Verbleib eines Kindes bei einer Pflegeperson
Leistungsbeschreibung
Nicht jedes Kind wächst bei seinen leiblichen Eltern oder bei einem leiblichen Elternteil auf. Vernachlässigung, häusliche Gewalt oder eine gravierende Erkrankung eines Elternteils können Bedingungen sein, die das Wohl des Kindes stark einschränken. Unter bestimmten Voraussetzungen kann ein Kind dann bei einer Pflegeperson oder einer Pflegefamilie untergebracht werden. Häufig kommt es auch dadurch zur Familienpflege, dass Eltern ihr Kind für unbestimmte Zeit in die Obhut von Verwandten, etwa den Großeltern, geben.
Als Pflegeperson helfen Sie, für das Wohl des Ihnen anvertrauten Kindes zu sorgen und dieses zu stärken. Wenn sich die Bedingungen in der Herkunftsfamilie Ihres Pflegekindes nicht verbessern oder auch sonst im Einvernehmen mit den Eltern, kann das Kind auch auf Dauer bei Ihnen bleiben. Sollten die Eltern damit nicht (mehr) einverstanden sein, können Sie beim Familiengericht eine Verbleibensanordnung beantragen. Das Familiengericht ordnet den Verbleib bei der Pflegeperson an, wenn und solange das Kindeswohl durch die Wegnahme von der Pflegeperson gefährdet würde.Liegen die Voraussetzungen für den Erlass einer Verbleibensanordnung auf Dauer vor, so hat das Gericht bei seiner Entscheidung als Teil des Kindeswohls auch das Bedürfnis des Kindes nach kontinuierlichen und stabilen Lebensverhältnissen zu berücksichtigen.

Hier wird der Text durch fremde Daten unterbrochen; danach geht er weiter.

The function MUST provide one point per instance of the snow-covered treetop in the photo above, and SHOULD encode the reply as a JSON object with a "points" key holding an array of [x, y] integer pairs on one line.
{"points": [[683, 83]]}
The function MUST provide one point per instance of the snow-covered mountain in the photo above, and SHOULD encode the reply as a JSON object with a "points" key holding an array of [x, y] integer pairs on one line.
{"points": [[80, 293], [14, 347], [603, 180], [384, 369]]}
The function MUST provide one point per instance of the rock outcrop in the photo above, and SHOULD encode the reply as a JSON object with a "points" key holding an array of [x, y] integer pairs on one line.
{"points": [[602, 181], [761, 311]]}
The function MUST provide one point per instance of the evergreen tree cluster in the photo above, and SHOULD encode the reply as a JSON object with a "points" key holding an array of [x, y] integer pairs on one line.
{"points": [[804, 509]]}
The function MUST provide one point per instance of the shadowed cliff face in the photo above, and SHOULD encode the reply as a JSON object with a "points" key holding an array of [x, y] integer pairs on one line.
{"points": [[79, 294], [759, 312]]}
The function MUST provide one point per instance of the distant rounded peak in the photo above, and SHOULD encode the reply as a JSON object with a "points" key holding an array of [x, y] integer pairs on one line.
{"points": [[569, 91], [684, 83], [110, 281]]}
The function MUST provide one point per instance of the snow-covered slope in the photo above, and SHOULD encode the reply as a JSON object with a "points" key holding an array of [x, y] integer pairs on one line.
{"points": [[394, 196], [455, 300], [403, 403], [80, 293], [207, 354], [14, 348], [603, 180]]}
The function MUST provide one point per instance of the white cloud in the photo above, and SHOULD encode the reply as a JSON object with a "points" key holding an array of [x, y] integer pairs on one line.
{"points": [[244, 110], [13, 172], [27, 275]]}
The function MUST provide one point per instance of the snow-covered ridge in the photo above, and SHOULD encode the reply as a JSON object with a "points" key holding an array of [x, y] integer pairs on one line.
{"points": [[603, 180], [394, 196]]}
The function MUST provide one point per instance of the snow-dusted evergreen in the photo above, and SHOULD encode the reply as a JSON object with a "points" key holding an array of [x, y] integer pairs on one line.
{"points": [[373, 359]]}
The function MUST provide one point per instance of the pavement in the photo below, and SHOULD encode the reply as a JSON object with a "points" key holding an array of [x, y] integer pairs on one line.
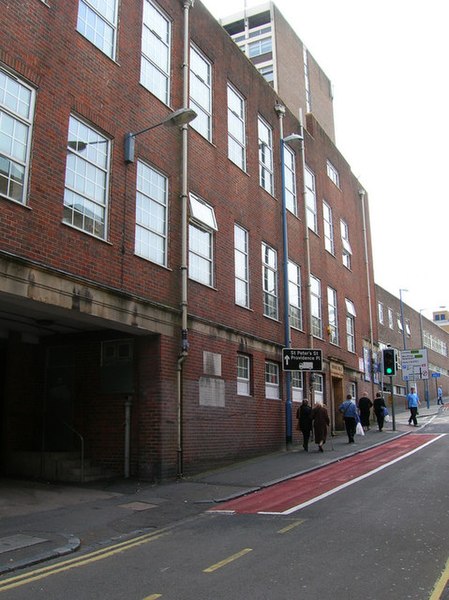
{"points": [[40, 521]]}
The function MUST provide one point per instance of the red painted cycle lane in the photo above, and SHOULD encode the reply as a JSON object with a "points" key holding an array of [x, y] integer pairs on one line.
{"points": [[291, 495]]}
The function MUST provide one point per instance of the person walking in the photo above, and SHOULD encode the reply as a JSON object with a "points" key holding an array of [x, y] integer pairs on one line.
{"points": [[365, 405], [379, 408], [413, 403], [304, 415], [320, 420], [349, 411]]}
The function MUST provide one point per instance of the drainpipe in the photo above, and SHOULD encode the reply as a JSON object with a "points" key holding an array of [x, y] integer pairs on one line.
{"points": [[187, 5], [368, 284]]}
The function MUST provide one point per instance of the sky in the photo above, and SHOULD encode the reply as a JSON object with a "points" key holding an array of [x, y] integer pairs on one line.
{"points": [[388, 64]]}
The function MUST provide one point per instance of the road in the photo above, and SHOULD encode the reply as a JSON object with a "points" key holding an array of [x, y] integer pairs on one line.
{"points": [[373, 527]]}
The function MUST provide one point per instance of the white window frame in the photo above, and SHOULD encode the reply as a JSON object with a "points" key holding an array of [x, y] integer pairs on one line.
{"points": [[156, 51], [241, 266], [201, 227], [328, 228], [265, 140], [243, 375], [16, 116], [294, 295], [201, 92], [311, 208], [316, 311], [151, 214], [104, 16], [236, 128], [291, 201], [270, 282], [86, 192], [332, 311], [272, 384]]}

Sofern ein dringendes Bedürfnis für eine sofortige gerichtliche Regelung besteht und eine abschließende Entscheidung noch nicht möglich ist, kann das Gericht dies auch als vorläufige Maßnahme im Wege der einstweiligen Anordnung beschließen.
Beachten Sie, dass die Rechte der Eltern des Kindes einen hohen Stellenwert haben. Deshalb haben diese auch in der Zeit, in der das Kind nicht von ihnen betreut wird, einen Anspruch auf Beratung und Unterstützung sowie Förderung der Beziehung zu ihrem Kind. Ziel ist es, die Bedingungen in der Herkunftsfamilie so zu verbessern, dass die Eltern das Kind wieder selbst erziehen können, oder zumindest ihre Beziehung zu dem Kind und das Verständnis für das Kind so zu fördern, dass einvernehmlich eine andere, dem Kindeswohl entsprechende und auf Dauer angelegte Lebensperspektive entwickelt werden kann. Soweit der Umgang dem Kindeswohl entspricht, gilt das Recht und die Pflicht der Eltern zum Umgang mit ihrem Kind auch dann, wenn es bei einer Pflegeperson lebt.

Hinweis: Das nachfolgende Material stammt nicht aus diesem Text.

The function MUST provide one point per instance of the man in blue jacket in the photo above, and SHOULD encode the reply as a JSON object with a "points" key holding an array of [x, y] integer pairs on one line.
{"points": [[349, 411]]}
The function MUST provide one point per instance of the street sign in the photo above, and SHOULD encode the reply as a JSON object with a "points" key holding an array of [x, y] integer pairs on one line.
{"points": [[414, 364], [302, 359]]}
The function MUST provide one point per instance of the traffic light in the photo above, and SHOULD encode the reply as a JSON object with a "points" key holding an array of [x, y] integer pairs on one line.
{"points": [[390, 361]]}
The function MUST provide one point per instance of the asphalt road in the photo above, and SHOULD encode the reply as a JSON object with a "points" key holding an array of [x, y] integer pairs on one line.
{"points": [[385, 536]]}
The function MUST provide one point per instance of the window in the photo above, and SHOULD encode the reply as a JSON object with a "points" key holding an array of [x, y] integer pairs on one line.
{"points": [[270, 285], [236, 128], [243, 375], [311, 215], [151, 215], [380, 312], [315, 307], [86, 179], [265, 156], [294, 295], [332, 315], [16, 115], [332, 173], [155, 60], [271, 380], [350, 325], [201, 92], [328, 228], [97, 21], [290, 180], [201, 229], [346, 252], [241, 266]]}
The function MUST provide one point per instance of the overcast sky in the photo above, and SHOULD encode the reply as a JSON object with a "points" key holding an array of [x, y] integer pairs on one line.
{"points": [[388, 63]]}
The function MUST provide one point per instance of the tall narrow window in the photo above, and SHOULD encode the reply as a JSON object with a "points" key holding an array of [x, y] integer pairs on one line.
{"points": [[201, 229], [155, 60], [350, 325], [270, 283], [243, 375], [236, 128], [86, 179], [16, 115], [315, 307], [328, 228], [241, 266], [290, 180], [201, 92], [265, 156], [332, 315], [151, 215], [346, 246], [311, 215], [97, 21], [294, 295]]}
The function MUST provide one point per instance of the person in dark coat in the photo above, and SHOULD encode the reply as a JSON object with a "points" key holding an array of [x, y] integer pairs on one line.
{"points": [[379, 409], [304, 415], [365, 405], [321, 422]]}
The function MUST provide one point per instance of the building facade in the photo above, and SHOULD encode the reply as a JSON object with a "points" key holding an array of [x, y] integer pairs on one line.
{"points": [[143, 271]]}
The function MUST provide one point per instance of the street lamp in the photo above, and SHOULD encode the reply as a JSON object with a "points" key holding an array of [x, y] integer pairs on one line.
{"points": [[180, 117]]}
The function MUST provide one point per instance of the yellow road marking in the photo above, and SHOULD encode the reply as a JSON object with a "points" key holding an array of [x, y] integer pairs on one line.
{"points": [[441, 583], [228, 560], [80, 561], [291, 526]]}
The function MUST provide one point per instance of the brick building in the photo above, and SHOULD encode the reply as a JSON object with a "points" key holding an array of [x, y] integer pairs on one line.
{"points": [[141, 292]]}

Grundlage der gerichtlichen Entscheidung ist das sogenannte "Kindeswohlprinzip". Die Entscheidung richtet sich also nicht nach den subjektiven Wünschen der Eltern oder Pflegeperson. Vielmehr muss sichergestellt sein, dass eine Wegnahme des Kindes von der Pflegefamilie durch die Eltern nur erfolgt, wenn dadurch dem Kind durch einen Beziehungsabbruch kein Schaden zugefügt wird.
Lebt das Kind bereits längere Zeit in einer Pflegefamilie und wollen die leiblichen Eltern das Kind von dort wegnehmen, können die Pflegeeltern beim Familiengericht einen Antrag auf Verbleib des Kindes in ihrer Familie stellen. Das Gericht muss dann prüfen, ob die Wegnahme von der Pflegefamilie für das Kind eine Kindeswohlgefährdung darstellt. Gleichzeitig muss auch die Erziehungsfähigkeit der leiblichen Eltern eingeschätzt werden.
Teaser
Sie sind Pflegeperson und die leiblichen Eltern wollen das Kind wieder bei sich aufnehmen? Dann können Sie beim Familiengericht beantragen, dass das Kind bei Ihnen bleibt.
Verfahrensablauf
- Sie als Pflegeperson beantragen beim Familiengericht den Verbleib des Kindes in Ihrer Familie.
- Das Gericht übersendet den Antrag an die Eltern und das Jugendamt zur Kenntnis sowie Stellungnahme. Ferner bestellt es für das Kind einen Verfahrensbeistand ("Anwalt oder Anwältin des Kindes"), welcher im Verfahren das Kind unterstützt und seine Interessen vertritt.
- Das Gericht hört das Kind im Beisein seines Verfahrensbeistandes an und verschafft sich einen persönlichen Eindruck vom Kind. Zudem führt das Gericht zeitnah einen Erörterungstermin durch. In dem Termin werden die Eltern und die Pflegeperson persönlich angehört und das Jugendamt und der Verfahrensbeistand nehmen Stellung. Es wird auch erörtert, welche Hilfen gegebenenfalls erforderlich sind und ob eine einvernehmliche Regelung gefunden werden kann.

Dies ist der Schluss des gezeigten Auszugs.